В комнате сидело пять человек. Двое были штабные, с картами в руках разбиравшие путь предстоящей карательной экспедиции. Третий — пожилой, седобородый полковник, остзейский барон Пулло, назначенный начальником отряда, выступавшего в поход. Рядом с ним сидел Голицын, апатичный и равнодушный, как всегда. Казалось, он не слушал ни донесений лазутчиков, ни того, что говорил Краббе, ни солдатских покорных ответов Пулло. И даже когда начальник штаба, рассказывая о плане операции, наклонился над разостланной картой, подчеркивая карандашом намеченный к уничтожению аул, — даже и тогда князь Голицын лишь сонно повел в сторону говорившего свои оплывшие глаза.
— Его высокопревосходительство генерал Ермолов на наше донесение изволил ответить сею весьма энергической и неодобрительной бумагой. Командир корпуса не допускает мысли, чтобы содеянное горцами злодейство могло не быть отмщено.
— Я шитаю его инструкций, — перебивая начальника штаба, сказал Краббе и с сильным, типично немецким акцентом прочел выдержку из официального письма, только вчера полученного из крепости Грозной, где в эти дни находился Ермолов.
«…Войска наши допущены бывают к потерям только лишь исключительно нерадением и невниманием своих начальников. Русская кровь, которую пролили оборванцы из чеченских бродяг, требует своего отмщения. За одну русскую смерть они должны заплатить десятью. И эту сию меру следует неукоснительно иметь перед собой, когда наши храбрые войска пойдут в горы отмщевать за павших. Неудовольствие свое за нерадивость гг. офицерам при сем объявляю…»
Фон Краббе смолк и многозначительно оглядел слушавших.

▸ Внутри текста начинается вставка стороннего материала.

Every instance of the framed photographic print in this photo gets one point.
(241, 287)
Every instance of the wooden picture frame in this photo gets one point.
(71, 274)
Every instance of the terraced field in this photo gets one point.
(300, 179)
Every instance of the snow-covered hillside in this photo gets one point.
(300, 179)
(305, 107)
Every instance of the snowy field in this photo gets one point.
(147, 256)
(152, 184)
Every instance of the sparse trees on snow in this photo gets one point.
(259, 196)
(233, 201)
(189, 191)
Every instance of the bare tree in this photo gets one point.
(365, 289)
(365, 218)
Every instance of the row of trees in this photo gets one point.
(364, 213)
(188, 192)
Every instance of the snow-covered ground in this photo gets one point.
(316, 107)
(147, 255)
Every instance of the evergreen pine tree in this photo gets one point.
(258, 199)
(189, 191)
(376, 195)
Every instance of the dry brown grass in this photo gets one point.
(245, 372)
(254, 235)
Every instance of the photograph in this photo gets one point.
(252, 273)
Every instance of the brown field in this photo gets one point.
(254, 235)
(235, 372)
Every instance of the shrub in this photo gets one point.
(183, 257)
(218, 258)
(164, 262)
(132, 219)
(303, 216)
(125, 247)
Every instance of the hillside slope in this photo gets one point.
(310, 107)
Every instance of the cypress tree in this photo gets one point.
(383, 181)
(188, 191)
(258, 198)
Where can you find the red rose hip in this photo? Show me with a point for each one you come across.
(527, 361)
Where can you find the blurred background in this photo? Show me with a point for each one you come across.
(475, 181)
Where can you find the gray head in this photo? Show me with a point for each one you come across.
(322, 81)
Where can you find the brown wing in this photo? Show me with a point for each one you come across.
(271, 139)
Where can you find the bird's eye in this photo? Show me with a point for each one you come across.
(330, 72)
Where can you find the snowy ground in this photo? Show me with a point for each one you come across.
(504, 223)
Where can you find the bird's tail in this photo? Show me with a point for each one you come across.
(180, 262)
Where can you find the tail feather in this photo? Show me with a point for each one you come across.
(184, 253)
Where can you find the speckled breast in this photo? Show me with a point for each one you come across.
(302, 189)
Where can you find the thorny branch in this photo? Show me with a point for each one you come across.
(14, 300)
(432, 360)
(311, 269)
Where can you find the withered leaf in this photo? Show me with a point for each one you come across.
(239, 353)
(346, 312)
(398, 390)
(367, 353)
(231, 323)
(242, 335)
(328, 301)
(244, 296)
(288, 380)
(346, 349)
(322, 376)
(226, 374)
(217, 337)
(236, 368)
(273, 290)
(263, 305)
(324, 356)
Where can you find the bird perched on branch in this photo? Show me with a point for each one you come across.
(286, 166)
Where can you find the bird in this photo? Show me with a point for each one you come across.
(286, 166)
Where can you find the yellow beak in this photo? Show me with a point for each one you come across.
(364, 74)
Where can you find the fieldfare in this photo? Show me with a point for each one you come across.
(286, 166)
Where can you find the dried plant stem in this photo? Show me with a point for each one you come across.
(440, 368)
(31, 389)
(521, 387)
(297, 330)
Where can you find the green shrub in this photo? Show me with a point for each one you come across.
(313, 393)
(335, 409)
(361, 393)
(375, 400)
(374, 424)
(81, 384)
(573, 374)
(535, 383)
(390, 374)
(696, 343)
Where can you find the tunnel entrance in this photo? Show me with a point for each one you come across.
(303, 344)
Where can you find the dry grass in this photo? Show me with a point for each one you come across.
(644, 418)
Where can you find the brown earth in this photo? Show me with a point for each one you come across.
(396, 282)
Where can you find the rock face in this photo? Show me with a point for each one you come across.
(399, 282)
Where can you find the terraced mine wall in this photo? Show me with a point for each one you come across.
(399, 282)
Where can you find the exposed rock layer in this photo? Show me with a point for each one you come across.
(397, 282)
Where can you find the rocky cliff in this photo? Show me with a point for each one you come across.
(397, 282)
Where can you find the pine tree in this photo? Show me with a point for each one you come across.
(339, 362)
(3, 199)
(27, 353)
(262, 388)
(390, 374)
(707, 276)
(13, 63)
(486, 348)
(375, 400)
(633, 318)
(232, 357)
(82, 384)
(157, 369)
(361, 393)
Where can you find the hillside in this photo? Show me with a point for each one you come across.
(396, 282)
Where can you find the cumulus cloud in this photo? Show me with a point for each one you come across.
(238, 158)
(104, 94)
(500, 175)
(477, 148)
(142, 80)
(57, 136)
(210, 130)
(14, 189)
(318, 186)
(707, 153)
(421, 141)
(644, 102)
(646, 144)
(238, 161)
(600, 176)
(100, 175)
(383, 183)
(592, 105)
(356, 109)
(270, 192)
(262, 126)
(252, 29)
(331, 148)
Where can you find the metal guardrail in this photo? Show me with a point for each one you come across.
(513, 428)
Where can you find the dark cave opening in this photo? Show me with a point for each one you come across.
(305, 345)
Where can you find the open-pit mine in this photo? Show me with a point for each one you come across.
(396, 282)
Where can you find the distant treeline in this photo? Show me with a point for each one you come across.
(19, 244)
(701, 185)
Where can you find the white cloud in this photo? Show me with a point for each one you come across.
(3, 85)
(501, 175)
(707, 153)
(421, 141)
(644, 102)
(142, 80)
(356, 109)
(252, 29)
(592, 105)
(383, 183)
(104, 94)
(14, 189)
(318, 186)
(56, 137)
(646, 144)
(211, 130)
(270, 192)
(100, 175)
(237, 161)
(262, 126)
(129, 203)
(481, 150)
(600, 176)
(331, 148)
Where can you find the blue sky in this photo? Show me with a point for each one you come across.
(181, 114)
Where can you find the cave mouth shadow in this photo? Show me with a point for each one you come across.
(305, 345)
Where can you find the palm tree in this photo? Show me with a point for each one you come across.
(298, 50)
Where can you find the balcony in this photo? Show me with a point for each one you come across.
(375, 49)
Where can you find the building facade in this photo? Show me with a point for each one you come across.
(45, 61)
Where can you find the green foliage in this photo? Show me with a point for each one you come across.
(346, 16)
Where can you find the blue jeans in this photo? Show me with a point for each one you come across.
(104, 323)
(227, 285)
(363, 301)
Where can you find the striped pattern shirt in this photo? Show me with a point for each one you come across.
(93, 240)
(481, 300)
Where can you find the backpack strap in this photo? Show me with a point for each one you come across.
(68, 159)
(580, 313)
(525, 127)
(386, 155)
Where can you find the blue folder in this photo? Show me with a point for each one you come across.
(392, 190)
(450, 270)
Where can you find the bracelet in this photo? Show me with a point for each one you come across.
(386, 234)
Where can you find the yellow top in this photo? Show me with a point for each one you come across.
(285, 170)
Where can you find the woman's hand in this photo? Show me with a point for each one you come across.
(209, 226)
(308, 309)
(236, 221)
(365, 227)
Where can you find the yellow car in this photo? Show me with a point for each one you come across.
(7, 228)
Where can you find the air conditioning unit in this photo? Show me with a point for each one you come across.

Полковник Пулло молча разгладил ладонью бороду и односложно сказал:
— Инструкцию командира корпуса имею в виду.
Карандаш начальника штаба снова заходил по карте.
— Вот тут и вот здесь, при переходах через Ямансу и Истису, могут быть некоторые затруднения, хотя качкалыковцы, как видно из донесений лазутчиков, и не подозревают о нашей экспедиции. У границ Гудермесского леса имеются у дорог и просек четыре старых завала, не уничтоженных в прошлую экспедицию. Здесь войска, конечно, уже встретятся с врагом, и отсюда начнутся боевые действия. Первый батальон егерей с одним единорогом, тремя орудиями и двумя ракетными станками двинется через эту просеку, в лоб на аул. Три роты куринцев с сотней моздокских казаков пойдут с левого фланга, подкрепленные одной кегорновой мортиркой и десятифунтовым единорогом. Три роты Куринского полка с двумя сотнями гребенцев и пятью фальконетами охватят вот этот овраг и, форсируя его, выйдут справа через лес и орешник на пастбища аула, где казаки должны будут отогнать на наши резервы весь скот чеченцев. Резерв из трех рот егерей, батальона куринцев, двух сотен моздокцев и пяти орудий будет находиться при вас, употреблен будет согласно обстановке и вашему усмотрению.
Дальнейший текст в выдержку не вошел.